Article 20. Number of Auditors

The Company shall have one (1) or more auditors.

Article 21. Election of Auditor

In case of the election of auditor, shareholders representing not less than one third (1/3) of the number of voting rights of all shareholders shall attend the meeting, and the resolutions of the general meeting of shareholders shall be adopted by a majority of votes of shareholders present at the meeting.

Article 22. Term of Office of Auditor

1.

The term of office of an auditor shall expire upon the conclusion of the ordinary general meeting of shareholders for the last fiscal year ending within four (4) years after his assumption of office.

2.

The term of office of an auditor elected as a replacement auditor shall expire when the terms of office of the auditor he is replacing would have expired.
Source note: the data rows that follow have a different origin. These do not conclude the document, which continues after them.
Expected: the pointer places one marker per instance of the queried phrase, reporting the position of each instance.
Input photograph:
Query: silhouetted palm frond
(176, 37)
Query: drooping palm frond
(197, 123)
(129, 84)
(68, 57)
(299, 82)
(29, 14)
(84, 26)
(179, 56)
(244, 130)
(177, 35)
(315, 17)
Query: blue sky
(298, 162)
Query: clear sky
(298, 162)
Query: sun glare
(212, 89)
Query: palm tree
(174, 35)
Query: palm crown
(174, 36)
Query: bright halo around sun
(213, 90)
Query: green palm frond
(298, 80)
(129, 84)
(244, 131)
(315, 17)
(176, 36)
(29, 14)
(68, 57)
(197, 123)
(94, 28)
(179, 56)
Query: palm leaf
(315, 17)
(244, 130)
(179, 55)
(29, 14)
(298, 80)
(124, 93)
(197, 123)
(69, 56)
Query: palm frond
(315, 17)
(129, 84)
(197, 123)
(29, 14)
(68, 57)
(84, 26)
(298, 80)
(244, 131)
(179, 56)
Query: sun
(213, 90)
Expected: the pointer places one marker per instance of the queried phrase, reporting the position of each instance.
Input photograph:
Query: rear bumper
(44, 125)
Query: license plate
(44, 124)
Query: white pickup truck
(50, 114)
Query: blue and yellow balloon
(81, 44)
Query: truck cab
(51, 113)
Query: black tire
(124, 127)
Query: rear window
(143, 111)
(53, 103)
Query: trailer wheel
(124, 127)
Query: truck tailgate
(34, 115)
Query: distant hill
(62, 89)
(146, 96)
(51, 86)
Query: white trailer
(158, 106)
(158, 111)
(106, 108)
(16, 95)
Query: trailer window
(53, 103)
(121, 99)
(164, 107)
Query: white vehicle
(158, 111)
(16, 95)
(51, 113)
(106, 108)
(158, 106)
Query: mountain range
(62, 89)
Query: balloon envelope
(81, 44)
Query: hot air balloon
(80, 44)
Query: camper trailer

Article 23. Remuneration for Auditor

Remuneration for auditor shall be determined by the resolution of a general meeting of shareholders.

CHAPTER VI. ACCOUNTS

Article 24. Fiscal Year Period

The fiscal year period of the Company shall commerce on January 1 of each year and end on December 31.

Article 25. Distribution of Dividends

Dividends on shares shall be paid to shareholders or registered pledgees appearing on the Register of Shareholders as of the end of each fiscal year.

Article 26. Forfeiture of Dividends

In case the dividends have not been received within three (3) years from the day of commencement of payments, the Company shall be released from obligation of the payment.